The federal highway transportation program is structured as a users-pay/users-benefit system with fuel taxes funding construction and maintenance of the Interstate and national highway system. Over the last 30 years, the program has diverted an increasing percentage of its funds to transit, bicycling, walking, smart growth, transportation museums, weed removal and other non-federal transportation purposes. While these programs have value, they also reduce the funding available for federal aid to highways; this has jeopardized interstate commerce. Eliminating federal aid funding for all non-highway uses will return the federal highway program to a users-pay/users-benefit program that spends limited resources on the most critical infrastructure.
U.S. government policy is based on the principle of federalism where the federal and state government share legislative responsibilities. In transportation, the federal government funds interstate passenger and goods movement using federal aid highways, aviation, inland waterways, and ports. Traditionally, other transportation modes have been funded by state and local governments. While transit and active transportation are important in certain states and regions, such systems are not federal in nature and should not be funded by the federal government. Most local governments and some states provide substantial funding for transit. Federal government funding makes up less than 30% of the revenue for the most important transit agencies such as the New York Metropolitan Transportation Authority. The funding of these modes from federal aid amounts to a cross-subsidy from highway users to other modes.
Federal transportation funding is limited. With little bipartisan interest in increasing the gas tax or embracing an alternate funding mechanism coupled with increasing vehicle fuel efficiency, federal gas tax receipts must be targeted as effectively as possible. Fuel tax diversions significantly reduce funding for highways.
While transit is important in many communities, it should be funded by farebox revenue and with supplementary local funding that does not come from federal roadway funding. U.S. transportation policy is predicated on a users-pay/users-benefit system. Potential funding sources for transit include local general tax revenue and value capture. (Value capture uses increases in land values resulting from highway and transit projects to finance infrastructure improvements.)

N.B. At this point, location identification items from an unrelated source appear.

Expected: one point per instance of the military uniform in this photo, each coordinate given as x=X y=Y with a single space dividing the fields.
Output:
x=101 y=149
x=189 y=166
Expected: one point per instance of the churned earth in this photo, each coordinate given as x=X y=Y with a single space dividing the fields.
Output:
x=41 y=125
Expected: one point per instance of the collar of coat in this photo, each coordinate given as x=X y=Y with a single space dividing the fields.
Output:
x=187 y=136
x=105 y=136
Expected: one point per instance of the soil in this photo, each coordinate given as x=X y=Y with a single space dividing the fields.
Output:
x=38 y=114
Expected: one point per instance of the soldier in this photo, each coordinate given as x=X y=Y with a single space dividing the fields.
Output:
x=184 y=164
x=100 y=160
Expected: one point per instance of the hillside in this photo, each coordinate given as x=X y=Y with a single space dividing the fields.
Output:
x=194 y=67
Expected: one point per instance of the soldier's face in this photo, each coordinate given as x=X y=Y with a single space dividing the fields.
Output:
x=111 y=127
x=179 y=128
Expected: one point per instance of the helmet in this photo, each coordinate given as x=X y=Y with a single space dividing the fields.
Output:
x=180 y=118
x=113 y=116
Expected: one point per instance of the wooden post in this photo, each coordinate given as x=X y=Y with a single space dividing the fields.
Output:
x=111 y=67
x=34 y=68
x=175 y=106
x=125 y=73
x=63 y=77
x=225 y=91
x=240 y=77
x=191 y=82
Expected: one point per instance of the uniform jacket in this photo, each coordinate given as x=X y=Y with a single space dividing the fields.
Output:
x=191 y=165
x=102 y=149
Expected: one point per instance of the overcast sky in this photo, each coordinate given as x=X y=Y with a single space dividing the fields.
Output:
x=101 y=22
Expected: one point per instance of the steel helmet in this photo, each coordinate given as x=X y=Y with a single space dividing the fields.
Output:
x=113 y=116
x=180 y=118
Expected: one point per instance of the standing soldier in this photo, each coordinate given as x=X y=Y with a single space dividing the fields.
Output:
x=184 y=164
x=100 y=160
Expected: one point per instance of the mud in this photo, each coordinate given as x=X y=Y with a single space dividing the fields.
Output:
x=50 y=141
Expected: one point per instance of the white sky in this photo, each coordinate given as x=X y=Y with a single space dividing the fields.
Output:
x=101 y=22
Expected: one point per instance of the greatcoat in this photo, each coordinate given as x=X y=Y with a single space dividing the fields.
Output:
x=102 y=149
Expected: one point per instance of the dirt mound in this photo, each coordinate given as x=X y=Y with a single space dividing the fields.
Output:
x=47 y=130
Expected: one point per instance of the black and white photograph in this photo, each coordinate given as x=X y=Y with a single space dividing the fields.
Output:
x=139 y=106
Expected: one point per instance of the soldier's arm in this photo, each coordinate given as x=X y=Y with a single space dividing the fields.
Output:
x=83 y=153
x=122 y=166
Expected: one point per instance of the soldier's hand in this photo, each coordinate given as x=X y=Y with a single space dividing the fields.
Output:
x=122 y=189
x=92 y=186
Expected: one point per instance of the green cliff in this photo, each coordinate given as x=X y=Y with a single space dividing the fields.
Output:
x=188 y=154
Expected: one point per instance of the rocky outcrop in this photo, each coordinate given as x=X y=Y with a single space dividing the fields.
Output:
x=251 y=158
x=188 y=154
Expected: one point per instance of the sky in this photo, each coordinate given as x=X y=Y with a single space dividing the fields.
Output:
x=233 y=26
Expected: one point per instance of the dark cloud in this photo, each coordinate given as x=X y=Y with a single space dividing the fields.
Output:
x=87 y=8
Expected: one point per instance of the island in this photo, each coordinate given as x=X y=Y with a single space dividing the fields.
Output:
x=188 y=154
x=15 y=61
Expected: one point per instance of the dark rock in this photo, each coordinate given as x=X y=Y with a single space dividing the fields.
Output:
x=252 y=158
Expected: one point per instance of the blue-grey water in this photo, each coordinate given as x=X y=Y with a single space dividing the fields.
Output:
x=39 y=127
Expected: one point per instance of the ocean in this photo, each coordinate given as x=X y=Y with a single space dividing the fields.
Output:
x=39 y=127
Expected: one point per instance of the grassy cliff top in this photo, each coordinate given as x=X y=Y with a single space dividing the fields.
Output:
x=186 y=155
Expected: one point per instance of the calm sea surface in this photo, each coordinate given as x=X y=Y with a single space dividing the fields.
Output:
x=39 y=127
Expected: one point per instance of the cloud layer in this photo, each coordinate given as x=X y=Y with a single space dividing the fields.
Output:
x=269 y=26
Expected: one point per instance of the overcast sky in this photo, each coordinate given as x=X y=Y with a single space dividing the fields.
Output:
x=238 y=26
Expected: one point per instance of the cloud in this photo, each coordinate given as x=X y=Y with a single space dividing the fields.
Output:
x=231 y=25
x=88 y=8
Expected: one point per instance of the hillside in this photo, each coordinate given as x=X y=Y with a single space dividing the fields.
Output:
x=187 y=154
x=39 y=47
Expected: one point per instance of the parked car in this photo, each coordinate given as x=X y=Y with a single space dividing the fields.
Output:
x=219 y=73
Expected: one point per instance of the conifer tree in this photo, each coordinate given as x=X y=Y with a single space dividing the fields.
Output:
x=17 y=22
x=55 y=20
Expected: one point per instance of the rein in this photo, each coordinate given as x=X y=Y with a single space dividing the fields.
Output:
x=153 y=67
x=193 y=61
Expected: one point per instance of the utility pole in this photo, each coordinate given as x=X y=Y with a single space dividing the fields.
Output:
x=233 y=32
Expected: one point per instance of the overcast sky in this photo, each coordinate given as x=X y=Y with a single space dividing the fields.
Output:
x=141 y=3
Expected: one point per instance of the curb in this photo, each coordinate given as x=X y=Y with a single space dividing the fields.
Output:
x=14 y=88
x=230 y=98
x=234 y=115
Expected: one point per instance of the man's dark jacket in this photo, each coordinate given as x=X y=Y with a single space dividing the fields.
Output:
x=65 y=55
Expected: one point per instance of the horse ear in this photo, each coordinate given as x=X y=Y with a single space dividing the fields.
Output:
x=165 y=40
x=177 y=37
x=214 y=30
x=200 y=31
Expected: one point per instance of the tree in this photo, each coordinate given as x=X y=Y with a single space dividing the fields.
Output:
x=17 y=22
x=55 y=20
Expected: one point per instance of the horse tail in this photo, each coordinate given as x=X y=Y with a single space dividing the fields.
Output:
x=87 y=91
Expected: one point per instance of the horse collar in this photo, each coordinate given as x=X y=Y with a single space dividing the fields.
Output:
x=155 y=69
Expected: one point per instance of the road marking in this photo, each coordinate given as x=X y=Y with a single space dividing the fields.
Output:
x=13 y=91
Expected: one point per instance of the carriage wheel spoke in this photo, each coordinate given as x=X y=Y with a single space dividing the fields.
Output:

This change could devote more revenue to highways. Assuming all non-roadway funds are dedicated back to roadways, under Moving Ahead for Progress in the 21st Century (MAP-21) transit receives approximately $11 billion per year. Additionally, there is approximately $5 billion per year in highway funding that is flexed to transit, bicycling, walking or non-transportation purposes. This totals $16 billion in additional highway funding per year, or about 1/3 of federal gasoline taxes.